嬉しくて飲み過ぎた話
落とし噺が好きなんですが、下げが弱い気がします。
「おいおい。オメェちょっと飲み過ぎだぞ。姉ちゃんの結婚決まって嬉しいのは分かるけどよ」
「飲み過ぎぃ? なぁに言ってんの兄ぃ? そんなこたぁないよ? だってオレぇ今飲み始めたばっかりなのよ?」
「なのよ? ってオメェ、もう飲み始めてから2時間経ってんだぞ。完全に酔っ払ってんじゃねえか。

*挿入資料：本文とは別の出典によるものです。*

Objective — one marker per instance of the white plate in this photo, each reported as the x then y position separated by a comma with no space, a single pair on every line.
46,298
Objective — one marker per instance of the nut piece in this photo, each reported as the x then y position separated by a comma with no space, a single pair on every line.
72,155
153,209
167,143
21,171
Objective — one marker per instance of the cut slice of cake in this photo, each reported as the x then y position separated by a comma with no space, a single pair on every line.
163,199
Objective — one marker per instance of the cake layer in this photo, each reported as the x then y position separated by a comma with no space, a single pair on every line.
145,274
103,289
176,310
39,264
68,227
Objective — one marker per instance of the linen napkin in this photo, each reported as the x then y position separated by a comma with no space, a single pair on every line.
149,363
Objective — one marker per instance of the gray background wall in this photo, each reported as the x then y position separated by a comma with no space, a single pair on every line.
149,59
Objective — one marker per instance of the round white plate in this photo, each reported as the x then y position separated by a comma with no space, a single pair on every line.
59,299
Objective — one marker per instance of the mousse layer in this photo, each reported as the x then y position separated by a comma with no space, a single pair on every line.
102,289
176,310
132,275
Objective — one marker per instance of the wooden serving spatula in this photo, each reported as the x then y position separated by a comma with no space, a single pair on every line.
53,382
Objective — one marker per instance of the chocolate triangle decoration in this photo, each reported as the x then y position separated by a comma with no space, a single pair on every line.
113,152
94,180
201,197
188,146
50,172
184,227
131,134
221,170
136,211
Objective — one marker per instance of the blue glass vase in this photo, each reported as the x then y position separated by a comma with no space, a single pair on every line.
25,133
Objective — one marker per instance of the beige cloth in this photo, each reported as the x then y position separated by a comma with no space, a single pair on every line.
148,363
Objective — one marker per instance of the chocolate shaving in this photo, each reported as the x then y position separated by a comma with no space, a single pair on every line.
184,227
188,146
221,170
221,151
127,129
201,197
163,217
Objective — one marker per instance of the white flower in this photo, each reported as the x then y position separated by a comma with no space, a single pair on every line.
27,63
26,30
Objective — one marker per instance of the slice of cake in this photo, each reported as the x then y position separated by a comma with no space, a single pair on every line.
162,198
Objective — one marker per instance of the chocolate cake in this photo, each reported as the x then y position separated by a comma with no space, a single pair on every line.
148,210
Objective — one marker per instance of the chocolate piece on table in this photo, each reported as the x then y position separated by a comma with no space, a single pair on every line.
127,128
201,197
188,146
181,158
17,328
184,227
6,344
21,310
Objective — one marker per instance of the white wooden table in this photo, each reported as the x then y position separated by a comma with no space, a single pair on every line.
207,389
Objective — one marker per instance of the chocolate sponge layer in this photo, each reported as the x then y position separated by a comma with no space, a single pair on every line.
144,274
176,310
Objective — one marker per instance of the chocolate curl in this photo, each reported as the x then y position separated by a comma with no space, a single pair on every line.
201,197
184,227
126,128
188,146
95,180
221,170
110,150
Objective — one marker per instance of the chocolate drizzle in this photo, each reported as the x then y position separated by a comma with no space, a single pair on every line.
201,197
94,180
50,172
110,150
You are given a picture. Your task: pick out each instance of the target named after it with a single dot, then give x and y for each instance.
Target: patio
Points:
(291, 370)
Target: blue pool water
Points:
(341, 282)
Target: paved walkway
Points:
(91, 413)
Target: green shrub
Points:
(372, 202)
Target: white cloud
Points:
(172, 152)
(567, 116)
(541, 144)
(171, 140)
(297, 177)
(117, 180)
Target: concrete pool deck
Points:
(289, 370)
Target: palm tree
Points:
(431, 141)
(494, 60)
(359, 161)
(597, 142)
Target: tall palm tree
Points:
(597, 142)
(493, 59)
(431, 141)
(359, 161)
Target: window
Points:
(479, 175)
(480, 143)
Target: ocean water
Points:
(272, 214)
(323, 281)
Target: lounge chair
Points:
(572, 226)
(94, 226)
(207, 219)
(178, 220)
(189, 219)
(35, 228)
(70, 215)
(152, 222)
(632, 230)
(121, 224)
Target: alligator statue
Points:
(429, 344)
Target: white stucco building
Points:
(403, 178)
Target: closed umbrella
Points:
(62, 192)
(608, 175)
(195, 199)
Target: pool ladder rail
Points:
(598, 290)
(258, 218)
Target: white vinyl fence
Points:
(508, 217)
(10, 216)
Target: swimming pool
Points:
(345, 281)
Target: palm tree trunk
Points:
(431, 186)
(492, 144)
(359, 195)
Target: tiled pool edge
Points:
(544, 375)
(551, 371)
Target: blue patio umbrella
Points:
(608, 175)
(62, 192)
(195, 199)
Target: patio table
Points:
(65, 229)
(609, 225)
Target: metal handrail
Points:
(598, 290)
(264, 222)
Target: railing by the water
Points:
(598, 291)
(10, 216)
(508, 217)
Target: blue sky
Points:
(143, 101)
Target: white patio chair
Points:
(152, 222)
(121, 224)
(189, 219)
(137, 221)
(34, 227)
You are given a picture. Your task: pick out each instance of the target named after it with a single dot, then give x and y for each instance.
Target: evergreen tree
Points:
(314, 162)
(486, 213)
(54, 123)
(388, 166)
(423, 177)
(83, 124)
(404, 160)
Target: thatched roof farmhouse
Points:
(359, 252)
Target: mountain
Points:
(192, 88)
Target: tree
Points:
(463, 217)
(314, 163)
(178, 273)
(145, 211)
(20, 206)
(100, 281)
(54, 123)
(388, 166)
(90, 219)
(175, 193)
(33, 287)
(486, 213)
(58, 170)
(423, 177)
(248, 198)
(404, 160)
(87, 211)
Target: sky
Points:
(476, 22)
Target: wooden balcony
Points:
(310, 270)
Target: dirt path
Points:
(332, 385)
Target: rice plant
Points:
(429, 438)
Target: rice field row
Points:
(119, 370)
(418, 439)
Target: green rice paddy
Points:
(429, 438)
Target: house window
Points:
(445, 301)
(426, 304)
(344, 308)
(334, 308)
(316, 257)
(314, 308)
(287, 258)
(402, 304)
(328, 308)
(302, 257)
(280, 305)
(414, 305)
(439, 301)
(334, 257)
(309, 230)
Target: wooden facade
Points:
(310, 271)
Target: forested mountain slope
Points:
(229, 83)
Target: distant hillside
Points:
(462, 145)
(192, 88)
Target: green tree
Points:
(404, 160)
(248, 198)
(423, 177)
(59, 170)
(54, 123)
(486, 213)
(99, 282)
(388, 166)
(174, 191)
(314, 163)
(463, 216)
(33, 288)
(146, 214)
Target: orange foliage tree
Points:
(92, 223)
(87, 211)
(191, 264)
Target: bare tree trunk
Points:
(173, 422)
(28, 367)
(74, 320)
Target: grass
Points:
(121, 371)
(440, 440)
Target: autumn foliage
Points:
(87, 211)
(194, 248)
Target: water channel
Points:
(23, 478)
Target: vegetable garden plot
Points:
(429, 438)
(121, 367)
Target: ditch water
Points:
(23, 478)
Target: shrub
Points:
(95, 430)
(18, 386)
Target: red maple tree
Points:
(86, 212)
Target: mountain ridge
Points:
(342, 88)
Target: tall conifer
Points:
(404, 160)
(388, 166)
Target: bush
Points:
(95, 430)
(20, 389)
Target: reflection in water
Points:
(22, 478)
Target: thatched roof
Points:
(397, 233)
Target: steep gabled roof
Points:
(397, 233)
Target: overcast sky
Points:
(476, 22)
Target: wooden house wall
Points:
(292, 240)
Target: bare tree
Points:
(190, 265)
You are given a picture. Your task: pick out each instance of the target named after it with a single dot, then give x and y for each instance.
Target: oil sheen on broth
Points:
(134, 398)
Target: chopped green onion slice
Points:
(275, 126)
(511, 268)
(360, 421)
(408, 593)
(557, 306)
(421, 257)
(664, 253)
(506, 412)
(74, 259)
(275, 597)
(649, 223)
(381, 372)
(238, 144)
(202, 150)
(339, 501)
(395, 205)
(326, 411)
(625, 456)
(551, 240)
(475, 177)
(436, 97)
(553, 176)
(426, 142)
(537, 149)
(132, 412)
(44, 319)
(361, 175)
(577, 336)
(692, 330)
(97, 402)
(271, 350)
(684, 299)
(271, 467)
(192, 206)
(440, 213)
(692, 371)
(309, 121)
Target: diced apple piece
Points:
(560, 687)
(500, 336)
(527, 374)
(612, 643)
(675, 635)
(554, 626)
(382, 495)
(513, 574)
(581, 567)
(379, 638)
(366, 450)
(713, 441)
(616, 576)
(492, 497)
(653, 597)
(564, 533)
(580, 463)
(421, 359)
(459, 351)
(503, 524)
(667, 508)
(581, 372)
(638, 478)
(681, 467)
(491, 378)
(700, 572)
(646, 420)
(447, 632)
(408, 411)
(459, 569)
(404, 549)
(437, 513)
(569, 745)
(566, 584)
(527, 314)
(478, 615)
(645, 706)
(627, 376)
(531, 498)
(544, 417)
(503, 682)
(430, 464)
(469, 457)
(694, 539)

それにオメェ、これから高速バスで実家帰ぇんだろ? 時間大丈夫なのかよ?」
「でぇ丈夫だってぇ。あのね。オレね。兄ぃの前で何だけどね? テメェがどんだけ酔ってんのかってぇ、ちゃぁんとチェックしてんだからぁ」
「チェックだぁ?」
「うん。兄ぃさぁ、ちょっとそこ座ってくれる? ――そう。そこで。びしっと。うん」
「――い、いいかい兄ぃ。オ、オレね。実ぁさっきからちょいちょい兄ぃのこと見てたのよ。なんでって? そりゃあテメェが酔ってるかチェックするためよ。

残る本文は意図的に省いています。